Who she was he had not the remotest idea. To the best of his recollection he had never seen her before. That she belonged to what was locally termed the gentry there could be no doubt—a visitor most likely at one or other of the big houses in the neighbourhood.

Once the thought flashed across his mind that she might be the daughter of Sir John Hamblyn, but he dismissed it at once. In the first place, Sir John's daughter was old enough to be married—in fact, the wedding day had already been fixed—while this young lady was a mere girl. She did not look more than seventeen if she looked a day. And in the second place, it was inconceivable that such a mean, grasping, tyrannical curmudgeon as Sir John could be the father of so fair a child.

He had seen Dorothy Hamblyn when she was a little girl in short frocks, and his recollection of her was that she was a disagreeable child. If he remembered aright, she was about his own age—a trifle younger.

"Why, I have turned twenty," he mused. "I am a man. She's only a girl."

So he dismissed the idea that she was Sir John's daughter who returned from school only about six months ago, and who was going to marry Lord Probus forthwith.

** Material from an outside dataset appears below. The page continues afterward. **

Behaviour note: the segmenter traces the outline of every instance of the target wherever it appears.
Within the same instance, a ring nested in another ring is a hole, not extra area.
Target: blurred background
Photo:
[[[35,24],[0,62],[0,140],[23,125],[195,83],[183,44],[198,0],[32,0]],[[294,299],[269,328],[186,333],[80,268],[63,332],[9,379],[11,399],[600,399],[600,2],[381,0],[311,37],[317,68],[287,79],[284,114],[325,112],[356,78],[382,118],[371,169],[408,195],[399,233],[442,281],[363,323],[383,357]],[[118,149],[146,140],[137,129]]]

Suddenly he was recalled from his musings by the crash of the breaking gate. Was that a cry also he heard? He was not quite sure. A dozen vague fears shot through his mind in a moment. For a second only he hesitated, then he turned swiftly on his heel and ran back the way he had come.

The field was a wide one, wider than he had ever realised before. He was out of breath by the time he reached the stile, while his fears had increased with every step he took.

He leaped over the stile at a bound, and then stood still. Before him was the broken gate, and beyond it——

For a moment a mist swam before his eyes, and the ground seemed to be slipping away from beneath his feet. Vague questions respecting his responsibility crowded in upon his brain; the harvest of his churlishness had ripened with incredible swiftness. The word "guilty" seemed to stare at him from every point of the compass.

With a strong effort he pulled himself together, and advanced toward the prostrate figure. The horse stood a few paces away, trembling and bleeding from the knees.